With the documents in my hand, and relying on what my father knew, I pinpointed the verbal location of the house and took my dad for a visit in the summertime of 2021. Nosotros were not surprised to find it was still at that place, and that information technology was occupied by a Jewish Israeli family. The edifice had two extra stories added on meridian of the original one-storey house. Everywhere I looked in the neighbourhood, I saw evidence of our Palestinian existence, and I felt the heartache of our erasure.
The 1970 police enabled Jewish groups to claim buying of belongings in E Jerusalem, almost prominently in the areas of Sheikh Jarrah and Silwan. To appointment, Palestinians displaced by Israel do not bask that right in West Jerusalem.

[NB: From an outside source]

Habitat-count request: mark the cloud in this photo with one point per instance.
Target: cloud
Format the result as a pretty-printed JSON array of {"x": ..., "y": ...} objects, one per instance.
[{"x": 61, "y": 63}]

As Palestinians in Sheikh Jarrah, Silwan, and other neighbourhoods of East Jerusalem face eviction orders in favour of Jewish settlement, I cannot stop thinking about the sheer injustice of it all.
They merits Jerusalem is an undivided city, yet there are two laws governing 2 peoples in the most unequal manner. They claim nosotros accept rights, yet I believe they merely tolerate our being. We lack the right to vote, the right to housing, the right to holding – and with our ancestral homes stolen, the correct to our history.
The views expressed in this article are the author’s own and do not necessarily reflect Al Jazeera’s editorial opinion.